Frank Malabed was chosen to embalm Marcos’ body, as well as the remains of other high profile politicians and celebrities.
He revealed that the body displayed in the museum was real, except for one part of his body.
“The face the people saw was wax. But for the rest of the body there was no need for that because it was clothed,” the 66-year old mortician said in an interview with AFP TV.
‘The hair, that’s only a wig,” he added.
Marcos died of kidney, lung and liver complications in 1980 while his family was in exile in Hawaii, three years after he and his family fled Malacañang due to the EDSA People Power in 1986.

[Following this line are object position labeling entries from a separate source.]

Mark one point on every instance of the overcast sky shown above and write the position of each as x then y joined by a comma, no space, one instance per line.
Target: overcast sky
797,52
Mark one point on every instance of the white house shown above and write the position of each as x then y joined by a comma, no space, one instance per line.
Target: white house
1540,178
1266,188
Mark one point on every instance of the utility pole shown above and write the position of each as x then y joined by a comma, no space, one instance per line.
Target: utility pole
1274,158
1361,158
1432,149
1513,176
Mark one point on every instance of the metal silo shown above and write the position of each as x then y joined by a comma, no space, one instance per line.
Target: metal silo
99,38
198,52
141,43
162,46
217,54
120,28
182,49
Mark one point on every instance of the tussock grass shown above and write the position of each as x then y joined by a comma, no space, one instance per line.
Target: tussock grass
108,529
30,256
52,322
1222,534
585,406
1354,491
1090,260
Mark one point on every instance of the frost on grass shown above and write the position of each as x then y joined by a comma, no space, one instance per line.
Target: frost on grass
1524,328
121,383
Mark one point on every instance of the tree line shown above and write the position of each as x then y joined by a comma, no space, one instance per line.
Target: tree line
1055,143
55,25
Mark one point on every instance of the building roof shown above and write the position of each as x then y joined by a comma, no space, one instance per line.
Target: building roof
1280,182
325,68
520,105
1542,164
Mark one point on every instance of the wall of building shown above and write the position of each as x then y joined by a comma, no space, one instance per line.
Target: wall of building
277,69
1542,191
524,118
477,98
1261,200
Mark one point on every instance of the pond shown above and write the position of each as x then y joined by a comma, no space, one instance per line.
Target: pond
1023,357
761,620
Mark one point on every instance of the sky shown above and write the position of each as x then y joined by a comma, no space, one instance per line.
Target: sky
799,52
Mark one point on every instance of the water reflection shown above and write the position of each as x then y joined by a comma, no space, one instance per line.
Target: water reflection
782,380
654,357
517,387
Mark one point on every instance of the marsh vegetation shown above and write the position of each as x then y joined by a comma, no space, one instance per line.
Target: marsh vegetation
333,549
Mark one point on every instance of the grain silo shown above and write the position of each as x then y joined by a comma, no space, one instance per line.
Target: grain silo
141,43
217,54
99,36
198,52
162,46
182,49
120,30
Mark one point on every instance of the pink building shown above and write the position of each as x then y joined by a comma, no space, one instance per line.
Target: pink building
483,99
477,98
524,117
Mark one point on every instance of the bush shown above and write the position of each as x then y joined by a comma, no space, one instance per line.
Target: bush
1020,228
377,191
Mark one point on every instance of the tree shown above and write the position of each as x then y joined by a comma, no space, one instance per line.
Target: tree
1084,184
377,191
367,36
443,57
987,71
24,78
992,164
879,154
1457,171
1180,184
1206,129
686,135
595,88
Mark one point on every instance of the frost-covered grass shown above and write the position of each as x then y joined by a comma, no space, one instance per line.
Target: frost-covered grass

In those 20 years he spent in power, critics say he stole from state coffers. His regime was also filled with stories of thousands of people getting tortured and killed.
Malabed went to Hawaii to embalm Marcos’ body. The dictator’s remains were later flown to the Philippines in 1993 after the Marcoses signed a deal for their return with then-President Fidel Ramos. Since then, the body was placed inside a glass case for public viewing in the museum.
According to Malabed, Marcos’ body was disfigured due to oedema, a condition that entails fluid build-up that leads to swollen tissues. He added that despite having undergone the embalming process, which drains the corpse of blood and other body fluid and replace it with preservative solution, Marcos’ “shriveled skin did not look good.”
However, the dictator’s widow “did not care for that,” said Malabed.
“She wanted Filipinos to see President Marcos (the way) he looked before, when he was still young,” he said.
Malabed took over the embalming process for Marcos remains a week after his death and after he was embalmed by someone else. He had to repeat the process to remedy the dictator’s “bloated” face and to lessen the risk that it would decompose within a week.
“I’m a perfectionist when speaking about embalming,” the mortician said.
He told the Marcoses that the dictator’s reworked body would stay intact for 30 years.
As a mortician, Malabed expressed his pride for the task handed to him because Marcos was a “20-year president and not an ordinary person.”
Aside from the embalming in 1989, Malabed said that Imelda commissioned another mortician to put rebuild Marcos’ face with a restorative wax, the same wax used to reconstruct the faces of the victims of fatal accidents.
He also revealed that he checked Marcos’ remains “by hand” on August 8, declaring it ready for the secret burial preparations. The burial, however, was managed by another mortuary.